As the film begins, Ryuji is a feared and respected sub-boss in a Shinjuku gang, who makes a good living trimming high rollers at private roulette sessions. His two subordinates, Hiroshi (Koji Kita) and Nao (Kinzo Sato [now Sakura]) are fiercely loyal, if not exactly suited to the work. (Hiroshi is a wimp with an ungangsterlike weakness for bargain sale clothing, while Nao is an oaf who beats up the wrong gangster and, when he tries to pay for this gaffe by slicing off his little finger, fluffs the job and ends up a bleeding, howling mess.)

But as we see in an extended flashback, all is not well with Ryuji. Three years earlier, his taste for the rough stuff landed him in the slammer. When his wife Mariko (Eiko Nagashima) went to Kyushu to beg her parents for bail money, they gave it to her on the condition that she separate from her no-good husband. Back on the outside, Ryuji learned the truth and promptly exploded at Nao and Hiroshi for being poor earners and at Mariko for selling him out. Now he is living alone and tiring of the daily hustle. The money is rolling in, but what's the point?

Finally, with the support of a former-gangster friend who runs a small izakaya, he makes the leap to the straight life and reconciles with his wife. Instead of shaking down quaking bankers for a 30 million yen check, he drives a truck for a liquor dealer and dutifully hands over his paycheck to a beaming Mariko. Instead of cruising around Shinjuku hassling hookers with the boys, he spends his evenings teaching his toddler daughter the ABCs. Life is wonderful -- but of course it can't last.

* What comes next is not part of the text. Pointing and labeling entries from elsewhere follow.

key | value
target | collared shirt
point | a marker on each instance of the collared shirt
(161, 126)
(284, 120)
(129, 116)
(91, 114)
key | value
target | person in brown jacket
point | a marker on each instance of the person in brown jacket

Compared with the hyper-charged violence of Tadashi Ishii and the hyper-cool minimalism of Takeshi Kitano, much of "Ryuji" looks old-fashioned and even clunky. True to the film's indie roots, the color is grainy; the editing, patchy; the soundtrack, out of sync and the sound quality equivalent to that of a 1983 pocket tape recorder. Also, some of the key players, particularly Kinzo Sakura as Nao, ham it up shamelessly.

Even so, something sets "Ryuji" apart from the hundreds of yakuza movies that came both before and after. The hero is not just another fictional tough guy, but a man with a real inner life and a real home life. By later genre standards, the violence is tame -- nary a gunshot is heard. Instead, in scene after scene, we see Ryuji laughing at TV comedians, heaving beer crates and making passionate love to his wife. We see him in all his moods, from dark anger to beaming blissfulness. We come to like him and wish him well.

Thus the ache when he feels the pull of the old life again. We want him to resist it, even as we understand why he can't. The scene in which he makes his decision and wordlessly communicates it to his wife pierces to the heart. It is the strongest of several reasons why this film has lived so long, despite the odds against it. As the poster says, "Ryuji Forever" -- indeed.

"Ryuji" is playing at Nakano Musashino Hall.